O requerimento também pede a investigação de eventuais responsabilidades criminais durante o período de greve. A Superintendência Municipal de Transportes e Trânsito (STRANS) alega que o SINTETRO não está cumprindo a determinação judicial que determina a circulação de 30% da frota de ônibus durante a paralisação. 


Leia mais: Sintetro diz que não recebeu ordem de serviço da Strans para frota mínima circular 



Presidente do SINTETRO, Ajuri Dias. Foto: Assis Fernandes / O Dia 

O presidente do SINTETRO, Ajuri Dias, afirma que, além de não ter sido notificação em relação a ampliação da multa, também não recebeu da Strans a ordem de serviço que determina o número de veículos que devem circular na capital durante a greve. 

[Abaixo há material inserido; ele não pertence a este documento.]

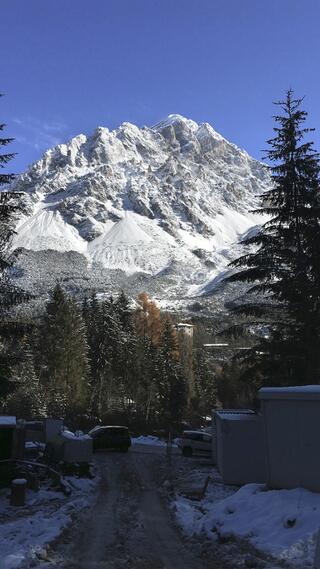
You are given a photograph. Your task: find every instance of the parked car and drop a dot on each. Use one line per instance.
(194, 442)
(110, 437)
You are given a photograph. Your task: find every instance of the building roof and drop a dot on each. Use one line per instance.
(7, 421)
(301, 392)
(235, 414)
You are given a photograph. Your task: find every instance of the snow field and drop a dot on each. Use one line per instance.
(25, 531)
(281, 523)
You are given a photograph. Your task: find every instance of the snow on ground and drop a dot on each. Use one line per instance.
(150, 440)
(281, 523)
(25, 531)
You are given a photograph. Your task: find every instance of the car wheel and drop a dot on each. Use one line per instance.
(187, 451)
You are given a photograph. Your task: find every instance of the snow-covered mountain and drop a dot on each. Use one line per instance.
(171, 200)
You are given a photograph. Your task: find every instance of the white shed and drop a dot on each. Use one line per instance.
(240, 446)
(292, 434)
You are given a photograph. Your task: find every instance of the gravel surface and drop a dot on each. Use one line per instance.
(131, 525)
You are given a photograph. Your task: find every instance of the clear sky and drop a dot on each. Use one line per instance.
(67, 66)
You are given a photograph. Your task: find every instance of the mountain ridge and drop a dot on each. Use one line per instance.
(144, 200)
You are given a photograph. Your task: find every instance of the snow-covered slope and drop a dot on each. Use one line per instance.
(171, 199)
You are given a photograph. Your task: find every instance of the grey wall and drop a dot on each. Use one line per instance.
(240, 450)
(292, 430)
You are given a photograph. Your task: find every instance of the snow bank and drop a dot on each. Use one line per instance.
(283, 523)
(150, 440)
(27, 530)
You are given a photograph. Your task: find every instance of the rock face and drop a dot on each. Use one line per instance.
(170, 201)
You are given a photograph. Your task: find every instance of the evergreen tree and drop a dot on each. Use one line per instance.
(27, 400)
(205, 396)
(284, 269)
(63, 355)
(146, 379)
(10, 329)
(172, 387)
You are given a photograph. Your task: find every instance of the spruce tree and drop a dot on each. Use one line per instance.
(63, 355)
(10, 329)
(172, 385)
(283, 271)
(27, 399)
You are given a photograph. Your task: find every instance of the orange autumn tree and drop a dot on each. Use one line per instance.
(148, 319)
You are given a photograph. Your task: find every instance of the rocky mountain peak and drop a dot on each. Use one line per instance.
(144, 199)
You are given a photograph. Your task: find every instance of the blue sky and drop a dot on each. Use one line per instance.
(68, 66)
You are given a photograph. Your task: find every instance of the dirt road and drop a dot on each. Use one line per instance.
(130, 525)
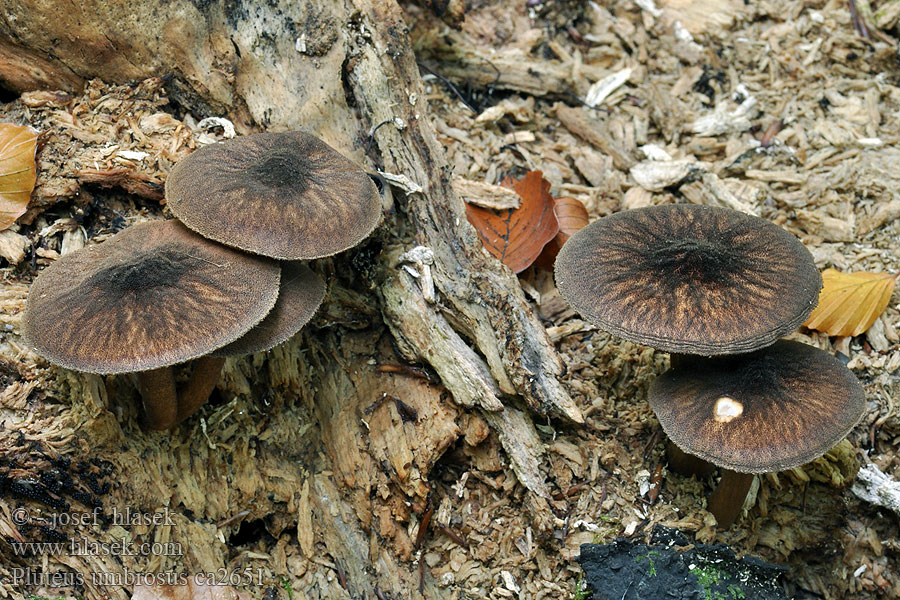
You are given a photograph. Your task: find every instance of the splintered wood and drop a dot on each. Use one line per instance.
(331, 464)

“Na realidade nós notificamos a greve e estamos aguardando a planilha da Strans informando o número de carros que devem circular. Até agora, não recebemos nada da Strans em relação a ordem de serviço. Eles foram enviados aos empresário, mas não para gente”, explica Ajuri Dias. 

O primeiro secretário do Sintetro, Miguel Arcanjo, esclarece que a greve não tem data para acabar e que deve seguir por tempo indeterminado, até que a categoria tenha um acordo com os empresários. Para o sindicalista, a ampliação da multa para os motoristas e cobradores é equivocada e não deveria estar acontecendo.

“Qual é o crime que a gente está cometendo? Não é com ameaça que a gente resolve as coisas, principalmente em uma negociação trabalhista. Então, vamos sentar, conversar e tentar resolver sem ameaças. Por que com ameaça a gente já está acostumado. Tem que ter uma proposta viável para os trabalhadores para que a greve possa terminar. Ameaça não acaba greve”, afirma o sindicalista. 

De acordo com o Sintetro, a greve continuará por tempo indeterminado em Teresina até que o Sindicato Patronal (Setut) se reúna com a categoria e apresente uma proposta a ser negociada. O que os motoristas e cobradores de ônibus de reivindicam é a assinatura do acordo de convenção coletiva que restabeleça o pagamento conforme o piso salarial e garantias de benefícios como tíquete alimentação e plano de saúde. No momento, os trabalhadores do setor estão trabalhando por diárias, recebendo até R$ 200 por mês conforme as horas trabalhadas.


Foto: Assis Fernandes / O Dia 

“Nossa greve é por conta do não acordo da renovação coletiva referente aos anos 2020 e 2021. Enviamos ao Setut uma minuta em que pedimos os mesmos salários de 2019. Não estamos pedindo reajuste. Estamos colocando para o Setut as mesmas condições de antes”, pontua o presidente do SINTETRO. 

Impasses 

O Sindicato das Empresas de Transporte Urbano de Teresina (Setut) emitiu nota nesta manhã (28) em que comenta a intenção do prefeito Dr. Pessoa (MDB) de decretar estado de calamidade no sistema de transporte público da capital e contratar uma empresa baiana para gerir o setor e dar um fim à crise. O Setut subiu o tom e afirmou que a situação de caos foi ocasionada pela própria gestão pública municipal e que isso não é fundamento jurídico para um decreto de calamidade.